Well, that's actually an urban myth. The 50% is for CJK 
(Chinese/Japanese/Korean). For the languages/scripts of India, South 
East Asia, and a few more places, it can be 200%. (For texts purely in 
an alphabet in the Supplemental planes such as Old Italic, Shavian, 
Osmanya,..., it can be 300%, but I guess we can ignore these.) But these 
numbers only apply to cases that don't contain any ASCII at all.

> and may make compression less efficient.

That depends very much on the method of compression that's used.

> Also, processing it is
> particularly inefficient as you have to parse each and every byte to find
> a length, making string comparisons quite slow.

[See the follow-up mails in this thread.]

> I'm not saying I'm totally against UTF-8 in HTTP/2 (eventhough I hate using
> it), I'm saying that it's not *THE* solution to every problem. It's just *A*
> solution to *A* problem : "how to extend character sets in existing documents
> without having to re-encode them all". I don't think this specific problem is
> related to the scope of the HTTP/2 work, so at first glance, I'd say that
> UTF-8 doesn't seem to solve a known problem here.
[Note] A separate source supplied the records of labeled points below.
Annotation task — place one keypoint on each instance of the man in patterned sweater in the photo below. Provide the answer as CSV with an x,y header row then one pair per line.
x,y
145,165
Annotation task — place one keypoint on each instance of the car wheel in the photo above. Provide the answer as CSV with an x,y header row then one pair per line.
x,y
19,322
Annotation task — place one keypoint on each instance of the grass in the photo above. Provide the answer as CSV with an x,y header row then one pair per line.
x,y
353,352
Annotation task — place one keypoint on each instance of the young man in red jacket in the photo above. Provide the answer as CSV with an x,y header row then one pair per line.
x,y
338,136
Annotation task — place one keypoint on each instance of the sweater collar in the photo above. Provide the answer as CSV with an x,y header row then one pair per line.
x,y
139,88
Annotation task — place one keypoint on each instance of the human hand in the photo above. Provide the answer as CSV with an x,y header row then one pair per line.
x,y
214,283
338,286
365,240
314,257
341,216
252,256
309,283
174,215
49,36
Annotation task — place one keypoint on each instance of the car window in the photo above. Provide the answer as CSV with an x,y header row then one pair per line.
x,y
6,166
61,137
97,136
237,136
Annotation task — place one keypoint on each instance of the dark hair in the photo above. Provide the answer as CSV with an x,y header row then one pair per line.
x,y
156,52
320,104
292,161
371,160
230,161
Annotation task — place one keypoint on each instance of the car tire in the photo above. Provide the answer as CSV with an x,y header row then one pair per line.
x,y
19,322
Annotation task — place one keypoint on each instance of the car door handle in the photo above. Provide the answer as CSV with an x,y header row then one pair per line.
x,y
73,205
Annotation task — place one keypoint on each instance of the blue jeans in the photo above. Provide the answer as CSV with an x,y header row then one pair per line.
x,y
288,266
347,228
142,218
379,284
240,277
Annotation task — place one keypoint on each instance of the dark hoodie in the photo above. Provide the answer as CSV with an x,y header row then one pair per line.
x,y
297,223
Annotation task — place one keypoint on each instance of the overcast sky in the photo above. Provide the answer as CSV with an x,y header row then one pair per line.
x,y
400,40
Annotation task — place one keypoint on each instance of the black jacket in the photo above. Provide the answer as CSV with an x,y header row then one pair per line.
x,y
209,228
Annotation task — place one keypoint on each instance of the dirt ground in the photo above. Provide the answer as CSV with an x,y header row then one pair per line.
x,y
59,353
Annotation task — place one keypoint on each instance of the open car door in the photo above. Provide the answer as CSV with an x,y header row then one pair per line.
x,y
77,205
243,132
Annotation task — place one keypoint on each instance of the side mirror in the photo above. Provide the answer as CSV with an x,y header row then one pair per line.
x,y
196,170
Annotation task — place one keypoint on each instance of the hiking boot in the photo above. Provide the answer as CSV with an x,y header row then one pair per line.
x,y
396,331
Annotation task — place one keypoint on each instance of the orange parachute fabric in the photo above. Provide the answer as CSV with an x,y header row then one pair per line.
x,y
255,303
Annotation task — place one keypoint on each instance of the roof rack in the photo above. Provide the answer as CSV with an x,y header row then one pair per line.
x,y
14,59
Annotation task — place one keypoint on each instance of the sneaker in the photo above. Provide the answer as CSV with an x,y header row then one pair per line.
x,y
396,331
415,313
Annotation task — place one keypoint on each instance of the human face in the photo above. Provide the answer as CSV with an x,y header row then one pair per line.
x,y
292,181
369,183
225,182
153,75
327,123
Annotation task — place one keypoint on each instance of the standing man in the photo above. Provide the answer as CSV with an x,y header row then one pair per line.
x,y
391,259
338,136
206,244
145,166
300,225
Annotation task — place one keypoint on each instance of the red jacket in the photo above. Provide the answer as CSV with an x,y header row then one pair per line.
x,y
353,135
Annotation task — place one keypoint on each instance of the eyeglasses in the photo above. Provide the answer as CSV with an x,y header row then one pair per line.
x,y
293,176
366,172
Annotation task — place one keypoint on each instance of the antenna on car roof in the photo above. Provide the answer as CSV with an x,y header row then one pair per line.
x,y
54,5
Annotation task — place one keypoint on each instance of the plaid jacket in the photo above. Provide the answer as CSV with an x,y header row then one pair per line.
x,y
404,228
The fact that I mentioned Websockets may have lead to a 
misunderstanding. I'm not proposing to use UTF-8 only in bodies, just in 
headers (I wouldn't object, though). My understanding was that James was 
talking about headers, and I was doing so, too.

Regards,   Martin.

Received on Sunday, 10 February 2013 05:03:21 UTC